Ver Madame Alette deitada naquele caixão, completamente imóvel, seca, sem vida, gelou meu coração. Como era possível alguém simplesmente deixar de existir daquela forma? Eu, sendo uma garota de família pobre e humilde, já havia visto pessoas mortas antes, mas nunca alguém tão próximo a mim, com quem eu conversasse todos os dias.

Mantive os olhos arregalados tentando entender o que havia acontecido.

Onde eu morava, antes de ir para a casa da Madame Alette, a lama invadia nossas pequenas casas e inundava o lugar com sujeira vinda do esgoto, nos infectando com todo tipo de doença. As baratas caminhavam ao nosso lado e nos acostumamos tanto com elas que passaram a ser entretenimento que nos ajudavam a dormir.

As crianças eram as mais afetadas por perebas e infecções, e por vezes morriam bem pequenas. Era triste de se ver, mas depois de alguns anos, se tornou algo comum. Acostumar com a morte não é fácil, porém quando ela acontece por diversas vezes, e repentinamente, acabamos endurecendo o coração, na tentativa que ela não nos afete como antes.

Os mais velhos também morriam facilmente. A falta de dinheiro e de higiene não permitia que "ficassem bons" de nada, por isso evitar a doença era o melhor remédio. Eu sempre dava graças a Deus por ser jovem, caso contrário acabaria como os velhinhos e as crianças, empilhados em uma grande "fogueira" que evitava que suas mazelas se espalhassem por nossa vila.

Eu já havia perdido minha mãe, meu pai, e alguns irmãos. E agora... Madame Alette.

Vê-la estirada ali, pálida, como um boneco de cera, era um tanto assustador. Ela havia sido uma pessoa extremamente preocupada com sua aparência. Ela não tinha como saber que terminaria daquela forma horrível, ou melhor, mais horrível do que o habitual.

Como se tratava de uma idosa, ninguém se preocupou em maquiá-la ou esconder suas marcas e defeitos, mesmo ela sendo podre de rica. Na morte isso não faz muita diferença. Mas imagino que é melhor não ser maquiada num caixão de mogno do que ser queimada numa pilha de corpos.

Olhei ao redor.
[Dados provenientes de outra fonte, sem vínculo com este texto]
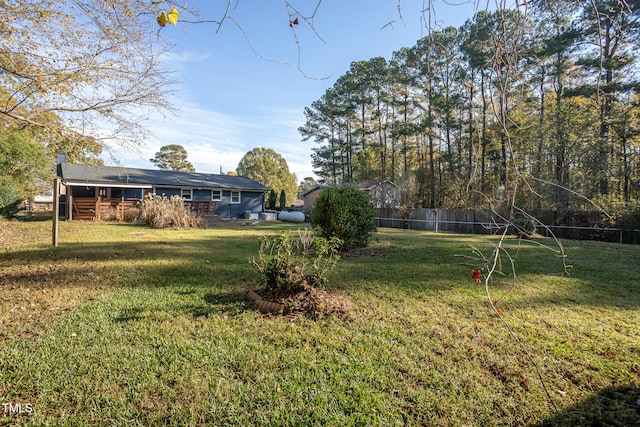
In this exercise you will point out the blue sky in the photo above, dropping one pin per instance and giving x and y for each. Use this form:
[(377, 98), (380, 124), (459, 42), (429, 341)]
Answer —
[(231, 99)]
Além de mim haviam alguns poucos empregados que eu sabia que a odiavam, e pessoas que se diziam familiares, mas de quem ela nunca havia recebido nem sequer uma visita.

Pobre Madame Alette! Não é que ela não tivesse ninguém, era mais porque ninguém havia se dado ao trabalho de comparecer ao seu último grande evento. Não precisavam disso para receberem suas heranças.

Derramei mais algumas lágrimas por ela. Tudo aquilo era muito triste, e depois de alguns anos convivendo com ela, eu sentiria muitas saudades.

Na frente da lareira, em sua última noite de vida, ela havia me dito o quanto me amava, e que eu seria a última pessoa em sua mente quando morresse. Engoli seco me lembrando disso. Era lastimável perdê-la de forma tão súbita.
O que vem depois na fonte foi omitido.